例えば2週間ほど前の出来事ですが、以下のように官制メデイアが中国政府方針に反するとして瞬時に従来の報道方向を180度変更できる即時性のある社会です。
https://ameblo.jp/katsumatahisayoshi/day-20180210.html

(3)「日本の成田空港で1月24日夜、格安航空会社(LCC)の上海行の便が欠航になり、一部の中国人乗客がLCC側の『対応不備』に強く抗議し、逮捕者の出る騒動を起こした。中国国内では反日ムードが一気に高まったが、『火消し』に奔走したのは中国政府だった。素早い鎮静化への動きには、中国主導の大規模経済圏構想『一帯一路』において、日本政府の協力を引き出すことを見越した、北京の懐柔戦略がちらつく」
(4)「この成田空港騒動は中国国内で大きく取り上げられた。『参考消息』や『新京報』、『環球時報』など官製メディアが1月26日、相次いで中国人客の言い分を引用した記事を掲載した。報道に煽られ、ネットの書き込みからは反日感情の高まりが見られた。
しかし、この反日モードは一日足らずで終了。
中国当局が『火消し』に乗り出したのだ。ほぼ同時にメディアも速やかに方向転換し、批判の矛先を中国人客の身に向けた。中国外交部(外務省)は1月31日、格安航空会社(LCC)を利用して海外旅行する中国人観光客に対し、契約内容を確認し、航空会社に過度な要求をしないよう注意喚起した。在日中国大使館の王軍・参事官兼総領事はメディアの取材で、騒動の発生は日本側には中国語通訳を適時に用意しなかったのが『妥当性を欠く』とする以外、規則違反とみられる行為が一切なかったと話した」
こうなると、哀れな存在が「反日」を煽った官製メディアである。規定方針通りの「反日」記事を書いたら、たったの一日で方向転換を余儀なくされたのだ。官製メディアのメンツは丸つぶれである。日本の『レコードチャイナ』も、この官製メディアの記事を流して、さも日本側の対応が悪いという印象を植え付けた。

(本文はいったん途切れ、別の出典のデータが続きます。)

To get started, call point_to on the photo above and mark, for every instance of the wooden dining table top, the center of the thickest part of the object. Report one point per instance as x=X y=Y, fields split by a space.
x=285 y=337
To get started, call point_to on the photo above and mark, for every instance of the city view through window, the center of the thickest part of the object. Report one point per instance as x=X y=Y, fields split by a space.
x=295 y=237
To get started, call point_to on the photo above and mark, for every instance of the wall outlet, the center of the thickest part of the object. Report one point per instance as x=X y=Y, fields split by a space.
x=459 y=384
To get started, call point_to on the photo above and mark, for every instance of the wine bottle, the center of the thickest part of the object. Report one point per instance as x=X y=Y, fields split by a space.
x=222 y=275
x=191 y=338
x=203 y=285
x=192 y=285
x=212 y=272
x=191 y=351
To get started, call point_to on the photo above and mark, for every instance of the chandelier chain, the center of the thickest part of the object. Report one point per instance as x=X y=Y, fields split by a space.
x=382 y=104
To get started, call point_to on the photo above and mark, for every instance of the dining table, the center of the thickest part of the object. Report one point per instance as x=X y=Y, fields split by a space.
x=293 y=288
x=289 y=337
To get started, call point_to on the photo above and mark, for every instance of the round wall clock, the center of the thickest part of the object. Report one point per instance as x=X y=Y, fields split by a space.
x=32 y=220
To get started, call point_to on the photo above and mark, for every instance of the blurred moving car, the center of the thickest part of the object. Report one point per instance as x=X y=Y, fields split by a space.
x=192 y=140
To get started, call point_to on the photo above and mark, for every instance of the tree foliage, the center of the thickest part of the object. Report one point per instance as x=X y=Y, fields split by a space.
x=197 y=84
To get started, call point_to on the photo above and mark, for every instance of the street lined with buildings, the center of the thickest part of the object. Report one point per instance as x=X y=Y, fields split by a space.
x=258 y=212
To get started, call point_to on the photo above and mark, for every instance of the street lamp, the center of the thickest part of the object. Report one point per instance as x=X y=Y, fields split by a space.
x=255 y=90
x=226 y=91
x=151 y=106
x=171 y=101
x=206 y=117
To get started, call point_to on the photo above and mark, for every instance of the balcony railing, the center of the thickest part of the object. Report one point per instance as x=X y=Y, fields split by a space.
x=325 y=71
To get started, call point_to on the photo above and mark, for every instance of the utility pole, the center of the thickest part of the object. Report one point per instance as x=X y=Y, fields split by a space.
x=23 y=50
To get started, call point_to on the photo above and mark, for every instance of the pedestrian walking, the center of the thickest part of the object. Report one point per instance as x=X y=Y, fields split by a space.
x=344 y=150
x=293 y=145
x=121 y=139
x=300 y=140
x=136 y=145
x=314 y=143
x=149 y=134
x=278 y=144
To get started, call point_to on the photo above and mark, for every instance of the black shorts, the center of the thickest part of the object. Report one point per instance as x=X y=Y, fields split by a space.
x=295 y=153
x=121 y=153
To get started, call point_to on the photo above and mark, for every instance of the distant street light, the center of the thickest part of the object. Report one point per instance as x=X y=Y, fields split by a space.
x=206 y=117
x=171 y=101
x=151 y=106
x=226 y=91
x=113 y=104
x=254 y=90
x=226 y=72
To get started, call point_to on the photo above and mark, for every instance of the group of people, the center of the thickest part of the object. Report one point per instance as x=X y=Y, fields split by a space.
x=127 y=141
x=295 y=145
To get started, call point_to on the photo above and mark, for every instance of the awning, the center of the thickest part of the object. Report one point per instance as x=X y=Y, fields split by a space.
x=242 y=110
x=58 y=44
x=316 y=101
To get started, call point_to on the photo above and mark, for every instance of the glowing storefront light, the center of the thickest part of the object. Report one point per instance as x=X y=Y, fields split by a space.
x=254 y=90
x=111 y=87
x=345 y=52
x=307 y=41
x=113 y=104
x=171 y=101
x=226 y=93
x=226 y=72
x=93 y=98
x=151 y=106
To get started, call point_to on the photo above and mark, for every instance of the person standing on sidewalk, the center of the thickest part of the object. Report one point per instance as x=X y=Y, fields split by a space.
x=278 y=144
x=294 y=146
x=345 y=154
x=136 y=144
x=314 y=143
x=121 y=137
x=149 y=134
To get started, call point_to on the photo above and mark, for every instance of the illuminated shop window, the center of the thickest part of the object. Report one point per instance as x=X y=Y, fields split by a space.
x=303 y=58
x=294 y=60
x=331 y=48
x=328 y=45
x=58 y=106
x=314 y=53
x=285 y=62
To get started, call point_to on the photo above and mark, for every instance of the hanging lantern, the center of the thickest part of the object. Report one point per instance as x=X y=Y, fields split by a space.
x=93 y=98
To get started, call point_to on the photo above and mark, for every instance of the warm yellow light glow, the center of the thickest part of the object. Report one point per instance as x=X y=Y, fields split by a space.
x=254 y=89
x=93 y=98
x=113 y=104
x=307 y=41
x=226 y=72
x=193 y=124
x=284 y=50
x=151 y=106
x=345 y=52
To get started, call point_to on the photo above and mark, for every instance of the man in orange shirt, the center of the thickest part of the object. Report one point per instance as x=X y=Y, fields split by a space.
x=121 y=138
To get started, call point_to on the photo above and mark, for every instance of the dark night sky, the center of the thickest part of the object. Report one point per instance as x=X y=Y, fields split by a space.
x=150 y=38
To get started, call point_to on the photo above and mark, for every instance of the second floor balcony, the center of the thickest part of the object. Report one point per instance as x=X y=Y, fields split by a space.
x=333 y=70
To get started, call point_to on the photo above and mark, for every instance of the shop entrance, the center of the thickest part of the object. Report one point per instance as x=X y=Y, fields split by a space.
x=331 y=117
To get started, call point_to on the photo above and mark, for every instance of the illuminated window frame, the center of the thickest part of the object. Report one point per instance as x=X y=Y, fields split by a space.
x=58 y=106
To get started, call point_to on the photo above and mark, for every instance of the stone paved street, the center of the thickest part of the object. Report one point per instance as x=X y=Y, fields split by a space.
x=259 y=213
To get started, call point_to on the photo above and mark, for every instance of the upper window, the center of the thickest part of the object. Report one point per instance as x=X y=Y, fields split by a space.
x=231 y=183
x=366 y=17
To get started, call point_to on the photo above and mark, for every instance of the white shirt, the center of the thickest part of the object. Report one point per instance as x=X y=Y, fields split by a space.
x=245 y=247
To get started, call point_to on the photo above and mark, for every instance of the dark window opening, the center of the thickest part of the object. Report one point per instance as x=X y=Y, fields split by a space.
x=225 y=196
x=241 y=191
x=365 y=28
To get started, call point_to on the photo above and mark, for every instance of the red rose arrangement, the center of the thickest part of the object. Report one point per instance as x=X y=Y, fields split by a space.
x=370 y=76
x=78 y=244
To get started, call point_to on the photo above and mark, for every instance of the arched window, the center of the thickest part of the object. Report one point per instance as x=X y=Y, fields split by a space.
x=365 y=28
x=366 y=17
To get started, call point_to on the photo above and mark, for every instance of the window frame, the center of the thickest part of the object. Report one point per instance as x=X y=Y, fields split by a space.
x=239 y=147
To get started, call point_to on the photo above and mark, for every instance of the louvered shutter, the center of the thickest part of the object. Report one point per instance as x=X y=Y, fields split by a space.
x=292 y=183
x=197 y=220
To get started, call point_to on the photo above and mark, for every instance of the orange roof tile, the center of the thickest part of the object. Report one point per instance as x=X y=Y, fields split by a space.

(5)「日中両国は過去数年、靖国神社の参拝や慰安婦問題、尖閣諸島(中国名:釣魚島)、東シナ海などで双方の国民感情が揺さぶられる事案は絶えない。
しかし、今回の異例の鎮静化対応は、2016年12月に起きた北海道の新千歳空港でのトラブルでは、大雪による欠航に中国人乗客約100人が抗議し、騒動が起きたが、今回のような早期の火消しが行なわれなかった。今回は、北京政府は成田空港騒動の後、直ちに外交部と宣伝部と協調をとり、高まる反日世論を鎮めた」
(8)「メディアやネットに厳しい規制が敷かれている中国では、いかなる『世論』の背後にも複雑な政治事情が絡んでいる。成田空港騒動の翌日、中国政府のネット管理部門である国家インターネット情報弁公室(網信弁)が中国版ツイッター『新浪微博(ウェイボー)』に対し、『誤った方向性をもつ情報を継続的に伝播した』とし、『全面的かつ完全な』是正を要求した」
驚くのは、今回の騒動で中国メディアが訓戒されている点だ。「誤った方向性をもつ情報を継続的に伝播したから、全面的かつ完全な是正をせよ」と政府から要求されている。かつての「反日騒動」では、政府が先頭をきって煽ってきた。それが、逆の動きである。この一事を以てしても、中国政府が日本に対して腫れ物に触るような報道規制をしていることが分る。」

ネット発信・草の根の意見発信・拡散が可能になってくるとヒエラルキー的社会構造・上層部・教育界等網の目の要所要所を裏で押さえて支配するアメリカ・ユダヤ資本によるソフト?間接支配が不可能・・困難になりました。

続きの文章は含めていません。